Why PostgreSQL major version upgrades are hard

Upgrades between PostgreSQL major versions are famously annoying. You can’t just install the server binaries and restart, because the format of the data directory is incompatible.

Why is that? Why can’t we just keep the data format compatible?

Perhaps surprisingly, the data format is actually mostly compatible, but not completely. There are just a few things missing that are very hard to solve.

Let’s look at the possible upgrading procedures:

pg_upgrade
dump and restore using pg_dumpall
logical replication to a new instance

2 and 3 are essentially the same idea: Build a new instance and transport the data between the instances in a higher-level, compatible format.

pg_upgrade is more interesting. What pg_upgrade does is:

Take a dump (using pg_dump) of the schema of the old database, and restore that to the new database. (Actually separately for each database in the instance, and in combination with pg_dumpall, but that’s not important here.)
Copy the data files directly from the old instance to the new instance.

So the data files, which contain the table and index data, are actually compatible between major versions. They have been for a long time, ever since pg_upgrade was introduced.

How that is managed depends on what is in those files. For example, btree has a straightforward versioning mechanism:

#define BTREE_VERSION   4       /* current version number */
#define BTREE_MIN_VERSION   2   /* minimum supported version */

heap is more complicated, it just has to maintain compatibility with whatever old versions might have stored. But in any case, this works.

What’s not compatible is the way the schema (the data definitions, the metadata for tables etc.) is stored. This is what pg_upgrade has to deal with.

So then why is the schema storage incompatible between major versions?

The schema data of a PostgreSQL database is stored in so-called system catalogs, which are themselves just tables. For bootstrapping reasons, and also some efficiency reasons, the structure of these system catalogs is hardcoded in the server. For example, when the system wants to know the name of a column, it loads the pg_attribute row, and it knows at what offset the attname field with the column name begins. This has to be hardcoded, because, well, you can’t query pg_attribute to find out information about pg_attribute.

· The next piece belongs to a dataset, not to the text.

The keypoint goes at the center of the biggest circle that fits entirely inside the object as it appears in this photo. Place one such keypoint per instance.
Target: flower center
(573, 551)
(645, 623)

Whenever a new feature is implemented that needs to store some information in the system catalogs, this hardcoded knowledge becomes incorrect. For example, in PostgreSQL 17, subscriptions got a new failover flag. This failover flag needs to be stored somewhere. It is stored in the subfailover field of the pg_subscription catalog. Because of that, the hardcoded size of the pg_subscription rows changes, and the offset of some fields after the new subfailover field changes. (For additional complicated reasons, you can’t just add all new fields to the end.)

There would appear to be an obvious solution for this: The server source code just has to have conditional code for old catalog layouts. But this code is very widespread, a rough estimate shows more than a thousand instances. So making this happen would be a massive effort and require significant ongoing maintenance. So I think before this could happen, some new ideas would be required for how to first refactor some of that.

The other problem is that this still wouldn’t provide a way to upgrade the system catalogs to the new layout. If you upgraded to PostgreSQL 17 and wanted to create a failover subscription, you couldn’t, because the catalogs would still be in the old format. And then you would still need to upgrade those somehow, and you’d need tooling to manage all of that.

Now, in a different world, the system catalogs would have been designed differently, with compatibility and upgradability in mind. This idea that system catalogs are normal tables is perhaps an original Berkeley Postgres idea. And it’s really nice, because it gives you some useful features, especially transactional DDL with relatively little additional effort. But it does make the format harder to upgrade.

So I tend to think that that’s the trade-off of these historical architectural decisions: easy upgrades or easy transactional DDL.

To be clear, this is not the only barrier to effortless upgrades. But I think it’s the most significant one. Another one is that the serialization format of the internal data structures that record for example stored views or stored default expressions in the system catalogs is not managed for compatibility across major versions. Because there has been no need to so far. But I think I solution could be found for that. There are a number of things like that, things we haven’t even thought about very hard, because there hasn’t been a need. For example, the format of the write-ahead log (WAL) is incompatible between major versions. Because pg_upgrade and none of the other upgrade procedures preserve the WAL, this is not a problem. I’m just mentioning it here to indicate that there are other, less explored issues if the ones we know about are addressed.